Now this is where things get interesting. If the machines don’t have direct read or write access to the repository, then deduplication indeed might be possible.

If, on the backup server, you can mount each machine to be backed up as a filesystem somehow, then restic could read that filesystem. A huge downside of this approach is that the backup server will potentially have to pull data that is already in the repository, because it won’t know if the data can be excluded due to deduplication until it has read the data from the machine.

A possible solution would be to support two restic instances talking directly to each other: the machine being backed up can run a restic in “client mode” that sends all file metadata to the other restic in “server mode,” and the server can then request chunk hashes and chunk contents from the client as it determines what could be changed. This would preserve the efficiency of restic while allowing the server side to impose access controls.

However, nothing like this currently exists. I suspect @fd0 may be interested in the idea, but it would be a pretty large undertaking to implement this mode, and largely flows against the restic model of “the storage backend is dumb.”

Prevent hosts from reading each others' data

opened 02:28PM - 28 Aug 18 UTC

closed 12:39PM - 17 Feb 20 UTC

colans

type: feature suggestion

Restic version: `restic 0.9.1 compiled with go1.10.1 on linux/amd64` What sh…ould restic do differently?
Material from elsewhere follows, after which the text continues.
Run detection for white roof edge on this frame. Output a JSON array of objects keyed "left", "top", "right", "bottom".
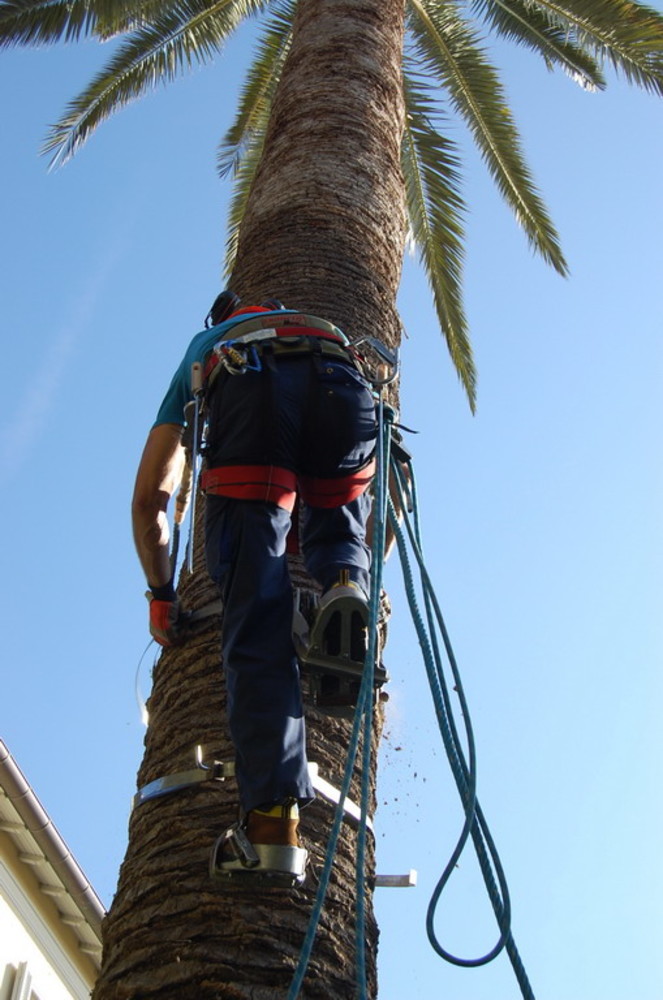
[{"left": 0, "top": 739, "right": 105, "bottom": 942}]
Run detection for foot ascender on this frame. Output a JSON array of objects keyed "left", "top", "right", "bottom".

Which functionality do you think we should add? ---------------------------------------------------------------------------------- From https://github.com/restic/restic/issues/784: > Better host separation, which allows a host to read only its own data (or more generically, only read data it has rights to). This does allow a host to recover its own files, without accessing other hosts' data. What are you trying to do? -------------------------- Prevent hosts from reading each others' data. I think this would make the most sense as an `rclone serve restic` option so that each host can't override the Restic setting, but I'm not sure that rclone understands the concept of hosts. If it does, we should move this issue over there. Otherwise, we'd have to figure out a way to do it on the Restic side that prevents the option from being overridden (if that's even possible). Did restic help you or made you happy in any way? ------------------------------------------------- It's the best component of a backup system I've ever seen!

sanner · December 11, 2018, 1:42am

Makes sense deduplication only works if X and Y can see each other’s data.

Perhaps restic could still operate in a “the storage backend is dumb” mode if it could split the logic and run part on a trusted local machine with access to the repo but also operate on a remote host via an ssh (a model similar to rsync over ssh). Or access remote files by integrating something like sftp or sshfs?

In one sense this is possible now if the remote host has file sharing enabled. Just mount the remote disk on the local backup server that is running restic and backup from the mount point. (This actually how I backup windows boxes running rsync on local CIFS mount point) I haven’t tried this over sshfs yet.

cdhowie · December 11, 2018, 2:06am

Yep, that’s the concept I was trying to get at here:

I have not personally tried using sshfs with restic, but I have no reason to believe it wouldn’t work – though I’d make sure the backup server is on the same LAN to achieve a reasonable backup speed.